Another variable-length integer encoding (2021)

sethev · on Aug 11, 2024

> Note that even though the goal, and end result, is that the file is smaller, this is not a compression scheme, since it only works when your values are distributed in one particular way

This statement doesn't sound right. I think he's trying to say it's not a general purpose compression scheme, but every compression scheme only works on certain patterns. In fact, most possible streams of bytes are not compressible at all. Even the general purpose approaches only work on very specific types of inputs (such as natural language) which contain a lot of redundancy.

Retr0id · on Aug 11, 2024

Not only that, but I believe these "imperial varints" could be described as special-case of huffman coding.
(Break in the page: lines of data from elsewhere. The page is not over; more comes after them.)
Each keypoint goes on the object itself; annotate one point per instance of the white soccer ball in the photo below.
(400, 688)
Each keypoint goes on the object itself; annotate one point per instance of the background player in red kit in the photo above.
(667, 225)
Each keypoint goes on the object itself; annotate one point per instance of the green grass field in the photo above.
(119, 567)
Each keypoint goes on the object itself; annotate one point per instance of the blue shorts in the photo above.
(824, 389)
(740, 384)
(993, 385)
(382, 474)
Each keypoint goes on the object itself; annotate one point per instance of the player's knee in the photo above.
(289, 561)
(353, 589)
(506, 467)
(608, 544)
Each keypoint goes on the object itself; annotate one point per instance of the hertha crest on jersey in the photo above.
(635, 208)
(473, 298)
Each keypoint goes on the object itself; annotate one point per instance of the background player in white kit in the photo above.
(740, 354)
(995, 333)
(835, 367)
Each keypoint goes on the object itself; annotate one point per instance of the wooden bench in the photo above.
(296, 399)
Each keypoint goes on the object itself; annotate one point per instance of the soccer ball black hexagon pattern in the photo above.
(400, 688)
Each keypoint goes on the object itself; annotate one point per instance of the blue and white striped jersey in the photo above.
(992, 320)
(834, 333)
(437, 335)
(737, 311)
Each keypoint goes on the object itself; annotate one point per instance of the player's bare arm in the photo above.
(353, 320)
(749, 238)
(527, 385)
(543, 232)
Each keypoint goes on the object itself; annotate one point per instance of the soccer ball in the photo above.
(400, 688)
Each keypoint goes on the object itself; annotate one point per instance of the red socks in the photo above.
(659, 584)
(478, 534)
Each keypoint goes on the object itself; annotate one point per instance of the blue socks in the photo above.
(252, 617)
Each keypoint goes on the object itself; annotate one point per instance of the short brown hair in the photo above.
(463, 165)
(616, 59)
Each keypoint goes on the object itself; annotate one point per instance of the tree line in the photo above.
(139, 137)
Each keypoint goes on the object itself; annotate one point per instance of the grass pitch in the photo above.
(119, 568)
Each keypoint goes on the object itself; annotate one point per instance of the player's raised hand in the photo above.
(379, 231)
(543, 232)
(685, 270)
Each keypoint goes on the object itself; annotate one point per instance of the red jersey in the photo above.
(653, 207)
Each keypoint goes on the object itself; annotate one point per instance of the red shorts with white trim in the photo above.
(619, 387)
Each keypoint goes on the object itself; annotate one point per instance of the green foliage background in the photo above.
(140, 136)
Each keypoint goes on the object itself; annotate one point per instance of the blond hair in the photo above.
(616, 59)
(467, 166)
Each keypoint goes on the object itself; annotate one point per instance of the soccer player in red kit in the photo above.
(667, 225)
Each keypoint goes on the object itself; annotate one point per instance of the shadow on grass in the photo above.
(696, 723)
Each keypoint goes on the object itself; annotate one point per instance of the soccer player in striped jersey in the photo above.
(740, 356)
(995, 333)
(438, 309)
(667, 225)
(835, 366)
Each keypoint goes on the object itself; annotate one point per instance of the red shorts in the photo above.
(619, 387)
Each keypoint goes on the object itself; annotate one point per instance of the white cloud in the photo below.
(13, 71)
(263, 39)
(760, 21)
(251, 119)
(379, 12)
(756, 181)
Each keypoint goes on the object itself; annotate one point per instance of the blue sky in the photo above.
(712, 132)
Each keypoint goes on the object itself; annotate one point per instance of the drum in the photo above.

marginalia_nu · on Aug 13, 2024

This is true for all varints. The choice of encoding just changes the shape of the decision tree.

atiedebee · on Aug 12, 2024

It's as much of a compression scheme as all the other variable width integer methods are.

maxmuen · on Aug 11, 2024

IMHO wasting 12.5% of all bits just to store the length appears wasteful to me. The encoding in QUIC[1] that encodes the length in the leading to 2bits. Very fast to read and write, just one caveat at most 62bits allowed.

[1]: https://www.rfc-editor.org/rfc/rfc9000.html#name-variable-le...

Dylan16807 · on Aug 11, 2024

The method in the article adds 14% and then rounds up to the nearest byte. On values up to 63/64 bits (depending on implementation) it wastes 0-1 bytes, and it always wastes 1 byte when you give it a multiple of 8 bits.

The QUIC method adds 2 bits and then rounds up to the nearest power of two bytes. On values up to 62 bits it wastes 0-4 bytes, and it wastes 1-4 bytes when you give it a multiple of 8 bits.

The rounding has a much bigger impact than the bits directly used to encode length.

Retr0id · on Aug 11, 2024

It depends on your probability distribution of values.

Storing the number 100 (decimal) under the QUIC scheme would require 2 bytes, but only 1 byte under either "metric" or "imperial" varints.

(same for any value between 64 and 127, I believe (I might be off-by-one there...))

Retr0id · on Aug 12, 2024

Weird, this comment got downvoted, twice.

Which led me to believe I might be wrong, but I just double-checked and I'm definitely right. Anyone care to explain?

lifthrasiir · on Aug 12, 2024

No, virtually all integer VLE schemes do have a set of optimal distributions where they are particularly good at, and this one is no exception (in fact, its set of optimal distributions is identical to many others). The only thing that can be considered strictly "wasted" here would be the existence of multiple overlong sequences.

Veserv · on Aug 11, 2024

Unary-encoded length prefix and big-endian serialization.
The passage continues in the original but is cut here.